Industry super funds lose their competitive edge – and the problem may last for years to come
The deep commitment to unlisted assets at leading industry funds is now dragging on performance, and the problem may last for years to come.
It’s a major turnaround. Industry super funds, which had built what looked like an unassailable lead over their commercial rivals, have regularly taken second place as the performance results flow in for the 12 months to July.
For the first time in years, commercial retail super funds such as AMP and Colonial have shone brighter than major industry funds often linked with large trade unions.
What happened? The “unlisted assets” that powered industry funds to great heights over the last decade led them to a relative underperformance in the last 12 months.
When interest rates were low, industry funds holding in unlisted assets such as toll roads and bridges were a major winner – but then interest rates started to lift. The advantage is now becoming a disadvantage.
It also means big funds substantially missed a thumping sharemarket upswing, especially on overseas markets in recent months.
What’s more, the relative weakness exposed at big funds such as AustralianSuper and CBUS may last for years because fund managers cannot easily change their mix of investments when it comes to unlisted assets.
Indeed the funds themselves talked of the illiquidity issue as a point of difference in recent years, it’s now a legacy issue.
There are always variations in comparing super funds and difficulties around the exact definitions of balanced or growth. But one thing is already clear: the performance of key industry funds waned in the last 12 months as retail funds rebounded.
Over the 12 months to July – the balanced fund at Colonial First State (FirstChoice Employer Super) managed 12.1 per cent, meanwhile the AustralianSuper Balanced fund managed just 8.5 per cent.
Similarly, AMP reported an 11.1 per cent return on its key MySuper fund while CBUS default fund had returns of 8.4 per cent.
As unlisted assets dragged at performance – especially in the property sector – industry funds had less money to place on the sharemarket.

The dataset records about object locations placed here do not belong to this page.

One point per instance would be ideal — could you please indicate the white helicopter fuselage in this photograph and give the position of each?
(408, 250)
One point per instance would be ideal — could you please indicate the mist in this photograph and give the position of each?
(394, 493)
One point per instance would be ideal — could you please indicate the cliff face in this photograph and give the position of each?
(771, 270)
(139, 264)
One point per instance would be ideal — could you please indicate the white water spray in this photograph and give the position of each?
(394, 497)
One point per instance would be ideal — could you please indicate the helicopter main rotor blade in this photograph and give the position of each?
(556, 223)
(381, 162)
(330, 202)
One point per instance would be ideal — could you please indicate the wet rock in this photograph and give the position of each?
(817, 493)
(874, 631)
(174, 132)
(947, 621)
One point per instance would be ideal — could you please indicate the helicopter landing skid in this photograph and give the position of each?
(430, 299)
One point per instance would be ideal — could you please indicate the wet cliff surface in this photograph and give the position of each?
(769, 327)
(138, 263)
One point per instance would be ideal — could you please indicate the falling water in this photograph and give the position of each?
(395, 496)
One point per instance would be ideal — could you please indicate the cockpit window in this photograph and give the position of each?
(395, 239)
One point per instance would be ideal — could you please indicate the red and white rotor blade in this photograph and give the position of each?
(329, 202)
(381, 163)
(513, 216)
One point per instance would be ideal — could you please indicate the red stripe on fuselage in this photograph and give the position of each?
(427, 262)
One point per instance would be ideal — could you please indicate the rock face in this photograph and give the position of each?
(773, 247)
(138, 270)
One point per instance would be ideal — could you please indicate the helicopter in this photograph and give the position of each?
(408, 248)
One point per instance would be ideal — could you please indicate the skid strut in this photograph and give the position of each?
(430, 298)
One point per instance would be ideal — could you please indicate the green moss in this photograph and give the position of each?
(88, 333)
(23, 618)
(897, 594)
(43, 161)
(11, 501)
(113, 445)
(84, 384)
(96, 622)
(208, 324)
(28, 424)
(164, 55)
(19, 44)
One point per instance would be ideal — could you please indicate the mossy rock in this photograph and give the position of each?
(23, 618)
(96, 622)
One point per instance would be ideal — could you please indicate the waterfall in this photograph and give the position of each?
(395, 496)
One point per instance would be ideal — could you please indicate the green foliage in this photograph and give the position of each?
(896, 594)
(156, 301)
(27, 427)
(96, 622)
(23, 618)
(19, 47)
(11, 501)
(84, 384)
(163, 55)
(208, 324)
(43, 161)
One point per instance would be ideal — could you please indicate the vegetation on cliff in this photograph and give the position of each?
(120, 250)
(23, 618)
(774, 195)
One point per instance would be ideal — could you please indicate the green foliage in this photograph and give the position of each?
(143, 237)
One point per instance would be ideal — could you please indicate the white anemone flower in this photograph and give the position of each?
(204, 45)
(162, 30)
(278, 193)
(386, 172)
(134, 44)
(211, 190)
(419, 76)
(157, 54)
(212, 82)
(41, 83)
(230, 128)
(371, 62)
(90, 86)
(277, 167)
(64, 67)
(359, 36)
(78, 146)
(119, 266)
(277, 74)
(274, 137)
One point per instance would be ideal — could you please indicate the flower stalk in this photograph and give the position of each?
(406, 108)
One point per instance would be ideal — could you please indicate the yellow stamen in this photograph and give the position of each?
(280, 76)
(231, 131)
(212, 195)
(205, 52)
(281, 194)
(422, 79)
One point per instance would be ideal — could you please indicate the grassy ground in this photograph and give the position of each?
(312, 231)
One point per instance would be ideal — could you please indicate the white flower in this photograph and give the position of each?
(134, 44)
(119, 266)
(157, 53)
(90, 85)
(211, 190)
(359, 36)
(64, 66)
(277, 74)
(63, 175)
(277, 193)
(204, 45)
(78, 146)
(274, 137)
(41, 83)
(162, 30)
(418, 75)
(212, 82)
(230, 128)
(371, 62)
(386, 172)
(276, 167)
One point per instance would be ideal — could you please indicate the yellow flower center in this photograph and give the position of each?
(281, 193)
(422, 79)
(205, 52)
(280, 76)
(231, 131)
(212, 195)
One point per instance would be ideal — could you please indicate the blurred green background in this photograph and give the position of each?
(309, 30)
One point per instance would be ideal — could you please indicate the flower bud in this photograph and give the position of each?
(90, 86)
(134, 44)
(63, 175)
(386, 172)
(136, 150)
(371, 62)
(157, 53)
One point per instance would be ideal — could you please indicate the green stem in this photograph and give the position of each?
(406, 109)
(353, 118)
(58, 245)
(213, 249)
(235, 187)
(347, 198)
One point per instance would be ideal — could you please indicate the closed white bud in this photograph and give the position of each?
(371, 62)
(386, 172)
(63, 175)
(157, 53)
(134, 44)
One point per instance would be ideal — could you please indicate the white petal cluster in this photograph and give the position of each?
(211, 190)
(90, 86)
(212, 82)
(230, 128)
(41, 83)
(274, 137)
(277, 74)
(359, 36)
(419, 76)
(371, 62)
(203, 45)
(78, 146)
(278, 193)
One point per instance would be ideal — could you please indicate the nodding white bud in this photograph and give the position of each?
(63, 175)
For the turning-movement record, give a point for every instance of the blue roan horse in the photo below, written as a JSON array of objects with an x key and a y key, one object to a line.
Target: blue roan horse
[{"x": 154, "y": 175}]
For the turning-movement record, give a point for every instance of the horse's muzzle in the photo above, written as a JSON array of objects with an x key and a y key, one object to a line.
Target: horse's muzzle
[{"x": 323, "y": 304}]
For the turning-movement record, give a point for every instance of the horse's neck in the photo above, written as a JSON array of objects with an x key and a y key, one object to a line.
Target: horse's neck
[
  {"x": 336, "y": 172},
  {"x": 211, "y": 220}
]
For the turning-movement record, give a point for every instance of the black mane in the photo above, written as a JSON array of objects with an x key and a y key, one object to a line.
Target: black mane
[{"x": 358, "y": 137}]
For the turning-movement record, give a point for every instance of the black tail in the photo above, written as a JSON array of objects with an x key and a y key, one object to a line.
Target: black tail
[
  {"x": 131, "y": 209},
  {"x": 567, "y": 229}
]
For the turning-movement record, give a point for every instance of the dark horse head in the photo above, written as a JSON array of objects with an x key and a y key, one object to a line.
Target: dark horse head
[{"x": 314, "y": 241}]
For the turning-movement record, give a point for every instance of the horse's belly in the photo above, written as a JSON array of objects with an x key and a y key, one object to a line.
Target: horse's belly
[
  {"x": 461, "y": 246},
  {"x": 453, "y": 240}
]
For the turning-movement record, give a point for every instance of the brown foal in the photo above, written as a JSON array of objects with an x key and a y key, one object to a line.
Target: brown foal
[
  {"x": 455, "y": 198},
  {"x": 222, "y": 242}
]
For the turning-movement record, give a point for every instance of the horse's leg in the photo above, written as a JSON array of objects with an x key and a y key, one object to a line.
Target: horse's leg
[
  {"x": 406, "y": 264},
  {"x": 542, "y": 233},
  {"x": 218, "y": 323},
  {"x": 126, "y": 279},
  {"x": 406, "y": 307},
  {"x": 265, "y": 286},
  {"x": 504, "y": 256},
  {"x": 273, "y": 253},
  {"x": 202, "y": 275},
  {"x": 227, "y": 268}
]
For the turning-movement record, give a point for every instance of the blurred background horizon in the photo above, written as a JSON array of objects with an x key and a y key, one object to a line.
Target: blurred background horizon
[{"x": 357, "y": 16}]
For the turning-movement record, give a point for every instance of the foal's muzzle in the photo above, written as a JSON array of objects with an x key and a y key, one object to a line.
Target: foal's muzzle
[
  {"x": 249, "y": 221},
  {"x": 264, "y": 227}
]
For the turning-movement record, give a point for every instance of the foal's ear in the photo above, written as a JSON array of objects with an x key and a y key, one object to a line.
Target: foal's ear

Driven by technology stocks, sharemarkets were strong over the last 12 months. Performance was exceptional in the US, which roared ahead by more than 20 per cent and now constitutes nearly 70 per cent of the entire global market as represented by the Morgan Stanley All-Country World index.
Even without the contribution of offshore markets, the ASX also performed relatively well with a total return over the period of more than 12 per cent, as key blue chips such as Commonwealth Bank underpinned returns.
As Mark Delaney, the chief investment officer at Australian Super, has pointed out: “If you weren’t in the US, you were just getting modest returns. That is where the money has been made over the years. Those investments exposed to higher interest rates really struggled … Even infrastructure didn’t do as good this year as last year.”
Delaney also explained: “Property, which has got both revenue problems and suffered from the impact of higher interest rates, was the worst-performing asset class.”
Commercial super funds typified by AMP or Colonial with less exposure to unlisted assets are now hoping for a strong calendar 2024. Over the year to date sharemarkets have been bounding ahead. The ASX is up more than 5 per cent, the S&P 500 is up 16 per cent so far.
The issue now for industry funds is that it will be very hard to turn the ship around. The very nature of unlisted illiquid investments is that they must be held for long periods of time – in turn that means that the industry funds will continue to find it hard to fully capture any near-term upswing in the markets.